Textualize / rich-cli

Rich-cli is a command line toolbox for fancy output in the terminal
https://www.textualize.io
MIT License
3.04k stars 75 forks source link

head / tail operations are slow on larger files #64

Closed jamestexas closed 4 months ago

jamestexas commented 2 years ago

Howdy -

I wanted to preface this with: If I missed a contributor guideline or anything, please let me know. I did check other issues and did not see one relevant to this.

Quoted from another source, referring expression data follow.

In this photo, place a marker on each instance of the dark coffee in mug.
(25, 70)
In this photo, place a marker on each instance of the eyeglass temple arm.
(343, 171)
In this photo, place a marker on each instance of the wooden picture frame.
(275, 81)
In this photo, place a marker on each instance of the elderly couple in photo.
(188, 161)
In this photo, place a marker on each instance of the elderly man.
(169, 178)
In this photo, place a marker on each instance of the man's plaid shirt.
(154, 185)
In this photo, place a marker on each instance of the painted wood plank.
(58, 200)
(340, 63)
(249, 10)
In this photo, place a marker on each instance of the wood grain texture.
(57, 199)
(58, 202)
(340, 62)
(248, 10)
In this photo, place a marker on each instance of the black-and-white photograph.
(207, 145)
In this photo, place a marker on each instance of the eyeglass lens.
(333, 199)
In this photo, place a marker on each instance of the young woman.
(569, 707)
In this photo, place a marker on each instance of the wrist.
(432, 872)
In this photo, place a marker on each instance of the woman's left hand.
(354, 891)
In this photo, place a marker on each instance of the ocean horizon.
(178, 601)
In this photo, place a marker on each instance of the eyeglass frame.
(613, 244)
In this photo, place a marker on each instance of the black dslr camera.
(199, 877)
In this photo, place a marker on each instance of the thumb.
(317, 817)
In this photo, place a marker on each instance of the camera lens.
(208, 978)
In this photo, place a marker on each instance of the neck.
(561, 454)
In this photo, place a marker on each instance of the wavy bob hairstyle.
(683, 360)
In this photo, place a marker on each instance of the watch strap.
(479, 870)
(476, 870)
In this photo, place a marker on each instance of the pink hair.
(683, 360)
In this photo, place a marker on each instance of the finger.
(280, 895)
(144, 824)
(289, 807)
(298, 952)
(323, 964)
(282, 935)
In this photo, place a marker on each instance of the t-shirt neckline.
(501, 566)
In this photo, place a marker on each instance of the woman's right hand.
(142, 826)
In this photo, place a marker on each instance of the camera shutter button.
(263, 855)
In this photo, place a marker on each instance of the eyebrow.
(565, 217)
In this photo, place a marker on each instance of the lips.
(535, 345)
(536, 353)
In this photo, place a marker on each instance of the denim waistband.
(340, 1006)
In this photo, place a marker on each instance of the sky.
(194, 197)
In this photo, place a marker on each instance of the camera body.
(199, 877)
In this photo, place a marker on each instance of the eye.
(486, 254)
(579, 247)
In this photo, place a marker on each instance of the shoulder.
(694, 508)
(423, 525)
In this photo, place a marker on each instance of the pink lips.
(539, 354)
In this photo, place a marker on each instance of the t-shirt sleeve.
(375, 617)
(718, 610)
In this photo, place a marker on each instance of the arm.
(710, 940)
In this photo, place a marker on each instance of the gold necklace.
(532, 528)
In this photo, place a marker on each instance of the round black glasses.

I am somewhat new to using rich-cli (but am familiar with rich) and recently attempted to parse a somewhat large CSV file (~119Mb, 483k lines). I did not expect the whole CSV to load quickly, but I was somewhat surprised that running --head and --tail took as long as they did. Obviously they won't behave like GNU tail / head, but I took a jab at a minimal / naive change to this and was able to get it much faster. It's around this here if you want I am happy to open a PR. I'll also just put a code block of what I did. I did take the somewhat naive approach to file parsing (rather than parsing the buffer stream per line, which would be more efficient for tail) to avoid making a huge change.


    rows = iter(reader)
    if has_header:
        header = next(rows)
        for column in header:
            table.add_column(column)

    if head is not None:
        table_rows = list(
            filter(
                None,
                (next(rows, None) for _ in range(head)),
            )
        )

    elif tail is not None:
        table_rows = deque(rows, tail)

    else:
        table_rows = list(rows)

These are naive benchmarks, but comparing the two (where rich command is the install CLI, and python3 ./src/rich_cli having my changes:

Head

└> time python3 ./src/rich_cli --head 500 large_csv.csv &> /dev/null                                           [👾 3.10.5]➜
python3 ./src/rich_cli --head 500 large_csv.csv &> /dev/null  0.83s user 0.47s system 94% cpu 1.369 total

└> time rich --head 500 large_csv.csv &> /dev/null                                                             [👾 3.10.5]➜
rich --head 500 large_csv.csv &> /dev/null  2.81s user 0.60s system 99% cpu 3.443 total

Tail

└> time rich --tail 500 large_csv.csv &> /dev/null                                                             [👾 3.10.5]➜
rich --tail 500 large_csv.csv &> /dev/null  2.95s user 0.63s system 99% cpu 3.604 total

└> time python3 ./src/rich_cli --tail 500 large_csv.csv &> /dev/null                                           [👾 3.10.5]➜
python3 ./src/rich_cli --tail 500 large_csv.csv &> /dev/null  1.93s user 0.53s system 96% cpu 2.545 total

Anyway, let me know if you want me to do anything here!